Glad tidings indeed! 

Leong Iek Hou, who heads the bureau’s Control of Communicable Diseases Department, described the increase in Macau’s vaccination rate as “consistent and ideal”. 

Yes, comparatively speaking, the two-thirds threshold is “ideal”. Of course, in absolute terms, it isn’t. 

What we need rather urgently is to reach a rate of at least 80 percent of fully vaccinated residents in order to protect ourself and all those around us, and enable the government to ease at least some of its long-running COVID-19 control and prevention curbs. 

The Chinese mainland and Portugal have, for instance, been exemplary in their mass vaccination drives. 

Moreover, Leong acknowledged that the jab rate among juniors and seniors is still worryingly low. As of Monday afternoon, it stood at just 45.8 percent among those aged between 12 and 19, while the rate of those aged between 70 and 79 amounted to only 30.7 percent. Most disconcertingly, the rate for octogenarians, nonagenarians and centenarians (I wish all of them a long life) stood at a paltry 8.3 percent. 

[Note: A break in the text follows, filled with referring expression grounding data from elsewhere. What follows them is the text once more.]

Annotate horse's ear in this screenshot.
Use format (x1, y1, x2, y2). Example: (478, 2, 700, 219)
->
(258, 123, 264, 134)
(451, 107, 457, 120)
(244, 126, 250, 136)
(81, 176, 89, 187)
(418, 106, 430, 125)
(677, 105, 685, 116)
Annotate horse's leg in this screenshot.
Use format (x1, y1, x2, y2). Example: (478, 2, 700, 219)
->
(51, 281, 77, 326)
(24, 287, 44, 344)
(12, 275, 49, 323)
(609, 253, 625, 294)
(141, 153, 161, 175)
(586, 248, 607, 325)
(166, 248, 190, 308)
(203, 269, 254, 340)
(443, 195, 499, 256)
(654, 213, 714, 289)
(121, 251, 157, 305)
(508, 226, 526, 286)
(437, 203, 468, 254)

The challenge now is to convince the remaining third to get vaccinated – to protect themselves and all those around them. My personal experience is that there are very few “ideological” anti-vaxxers in Macau, perhaps just a few percent of the population. I have only met a handful so far who told me that they were “fundamentally” opposed to inoculations, not just COVID-19 shots. Some cited health concerns, some of them possibly justified to a certain degree, while others claimed that they were opposed to the needle for religious or (pseudo-)scientific reasons. 

Those of my friends and acquaintances who still haven’t had their anti-COVID-19 jab have told me that they are “waiting.” When asked what they are waiting for, their standard answer has been that they are “waiting to see what will happen.” 

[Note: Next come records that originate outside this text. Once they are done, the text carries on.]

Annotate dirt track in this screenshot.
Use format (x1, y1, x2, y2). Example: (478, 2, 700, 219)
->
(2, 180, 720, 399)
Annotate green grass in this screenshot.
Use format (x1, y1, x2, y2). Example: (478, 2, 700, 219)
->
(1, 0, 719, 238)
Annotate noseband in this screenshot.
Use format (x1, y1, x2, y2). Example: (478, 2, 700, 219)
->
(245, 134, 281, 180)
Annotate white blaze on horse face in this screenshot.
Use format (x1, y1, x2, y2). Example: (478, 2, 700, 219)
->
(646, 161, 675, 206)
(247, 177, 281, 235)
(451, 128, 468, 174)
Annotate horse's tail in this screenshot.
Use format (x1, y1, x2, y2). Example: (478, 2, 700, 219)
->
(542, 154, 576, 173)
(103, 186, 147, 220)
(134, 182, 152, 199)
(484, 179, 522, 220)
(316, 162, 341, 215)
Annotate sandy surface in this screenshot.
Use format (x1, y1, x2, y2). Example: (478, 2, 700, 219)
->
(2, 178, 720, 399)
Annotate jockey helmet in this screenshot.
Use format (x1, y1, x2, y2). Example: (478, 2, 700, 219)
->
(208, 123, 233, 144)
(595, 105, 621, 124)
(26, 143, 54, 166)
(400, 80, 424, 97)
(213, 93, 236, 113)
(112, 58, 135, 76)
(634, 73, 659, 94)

Well, if one wants to “wait to see what will happen” then one can wait for ever since there is always something that is going to happen. The crux of the problem is, what do they expect to happen? That the darned virus vanishes as abruptly as, apparently, it appeared? That someone comes up with a “miracle drug” before long? 

Perhaps, one day a simple pill will suffice to get the virus under control. However, according to the current state of pharmaceutical research, antiviral pills won’t be able to substitute jabs in the foreseeable future. Of course, science is a process of research and the knowledge accumulated through the process so it’s possible (or even probable) that one day a tablet, pellet, capsule or even a lozenge could replace the need to get vaccinated. 

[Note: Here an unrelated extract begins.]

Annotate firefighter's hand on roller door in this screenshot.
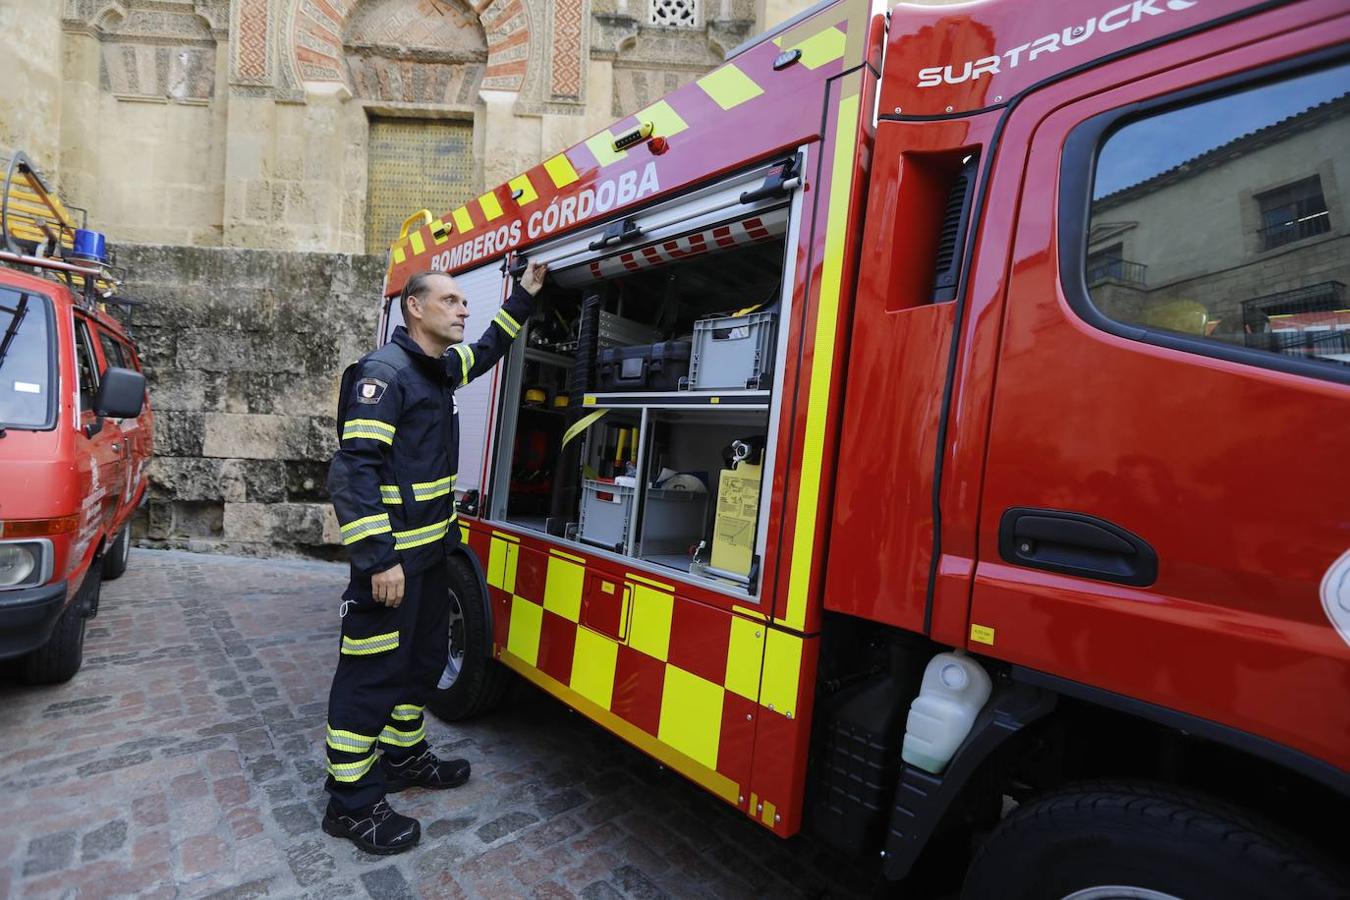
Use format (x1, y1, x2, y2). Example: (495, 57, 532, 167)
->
(521, 260, 549, 296)
(372, 563, 405, 607)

However, this doesn’t seem to be possible in the short term. 

That’s why I think that all this “I am waiting” argument is rather futile – and it eerily reminds me of one of my favourite plays, Waiting for Godot by Irish playwright and novelist Samuel Becket. Those familiar with the elemental but fundamental play (which has attracted a wide range of starkly diverse interpretations from Jungian and Freudian to Existential and Christian – among others) know that Godot never arrives. 

One can only hope that unlike the play’s two main characters, Didi and Gogo, Macau’s COVID-19 vaccine hesitators won’t wait in vain for Godot and instead accept reality as it is – which, I admit, is often harsh – and finally get jabbed for their own and their fellow human beings’ good. 

Globally, COVID-19 remains a formidable threat. Our battered planet’s novel coronavirus tally stands at about 245 million (about 3 percent of the world population) and its death doll is set to reach five million in a matter of days. These figures – which probably are underreported anyway – ought to be a wakeup call for all local vaccination vacillators to get their act together by getting inoculated.